Au lieu de laisser une volonté uniformisante imposer une répartition régulière des fenêtres sur la façade, elles sont implantées en fonction de l'agencement intérieur des pièces. On aboutit ainsi à un schéma où les fenêtres sont plus ou moins regroupées.
Ce schéma n'a pas été compris, au point qu'une restauration en 1930 du palazzo Costabili, dit de Ludovic le More, a aboutit à l'ouverture de fenêtres qui ne l'étaient pas auparavant dans la galerie dominant la cour intérieure.
Aujourd'hui, conscients de cette restauration abusive, mais sans aller jusqu'à fermer ces fenêtres pour revenir à la situation antérieure, les fenêtres en question sont fermées par des rideaux, qui permettent d'imaginer à quoi devait ressembler cette cour entre la Renaissance et le début du 20e siècle.
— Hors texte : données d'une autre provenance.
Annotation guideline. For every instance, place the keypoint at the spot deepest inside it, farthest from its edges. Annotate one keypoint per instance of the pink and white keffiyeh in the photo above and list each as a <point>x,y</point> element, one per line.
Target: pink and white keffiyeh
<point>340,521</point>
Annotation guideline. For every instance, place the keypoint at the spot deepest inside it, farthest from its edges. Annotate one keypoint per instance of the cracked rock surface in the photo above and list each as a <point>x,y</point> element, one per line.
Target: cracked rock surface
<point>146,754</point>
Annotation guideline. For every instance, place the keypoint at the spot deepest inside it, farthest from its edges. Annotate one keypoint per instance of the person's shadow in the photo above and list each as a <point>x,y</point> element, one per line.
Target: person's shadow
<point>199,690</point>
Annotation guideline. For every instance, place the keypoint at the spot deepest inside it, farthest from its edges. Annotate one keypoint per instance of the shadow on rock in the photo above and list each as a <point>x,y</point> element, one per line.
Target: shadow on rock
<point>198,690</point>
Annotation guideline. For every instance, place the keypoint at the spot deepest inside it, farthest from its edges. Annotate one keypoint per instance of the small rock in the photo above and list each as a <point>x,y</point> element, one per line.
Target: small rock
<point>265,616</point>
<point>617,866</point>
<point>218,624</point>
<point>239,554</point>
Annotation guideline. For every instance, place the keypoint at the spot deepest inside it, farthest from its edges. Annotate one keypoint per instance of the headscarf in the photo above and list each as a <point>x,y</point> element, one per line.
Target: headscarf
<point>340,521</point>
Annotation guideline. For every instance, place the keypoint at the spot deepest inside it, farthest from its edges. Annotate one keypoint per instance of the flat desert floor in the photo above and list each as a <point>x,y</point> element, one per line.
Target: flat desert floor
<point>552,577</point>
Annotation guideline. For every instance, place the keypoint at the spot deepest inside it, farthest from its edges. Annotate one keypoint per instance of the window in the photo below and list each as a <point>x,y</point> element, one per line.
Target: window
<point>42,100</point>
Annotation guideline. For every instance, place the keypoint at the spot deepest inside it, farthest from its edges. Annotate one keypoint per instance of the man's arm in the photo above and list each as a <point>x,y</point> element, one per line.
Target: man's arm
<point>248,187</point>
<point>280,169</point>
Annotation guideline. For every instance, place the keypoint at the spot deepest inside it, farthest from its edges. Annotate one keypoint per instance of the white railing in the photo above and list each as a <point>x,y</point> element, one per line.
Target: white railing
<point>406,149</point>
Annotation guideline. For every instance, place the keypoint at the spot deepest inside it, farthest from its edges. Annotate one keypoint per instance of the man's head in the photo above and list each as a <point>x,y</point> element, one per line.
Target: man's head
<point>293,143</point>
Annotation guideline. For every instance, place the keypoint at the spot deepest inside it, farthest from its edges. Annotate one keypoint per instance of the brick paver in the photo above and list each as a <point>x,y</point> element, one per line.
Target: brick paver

4. La maison de Biagio Rossetti
Enfin, la maison construite par Biagio Rossetti pour lui-même illustre plusieurs des caractéristiques de l'architecture ferrarraise : murs de brique, fenêtres implantées de manière pas tout à fait régulière mais souvent par paire, application des principes d'architecture de la Renaissance (symétrie, ornementation des portes...) mais sans systématisme. Les angles, toutefois, ne font l'objet d'aucun traitement particulier.
C'est en découvrant progressivement cette maison...
... depuis la rue située juste en face...
(et Rossetti semble avoir pris en compte le fait que la rue n'est pas tout à fait perpendiculaire pour placer sa porte d'entrée dans son prolongement)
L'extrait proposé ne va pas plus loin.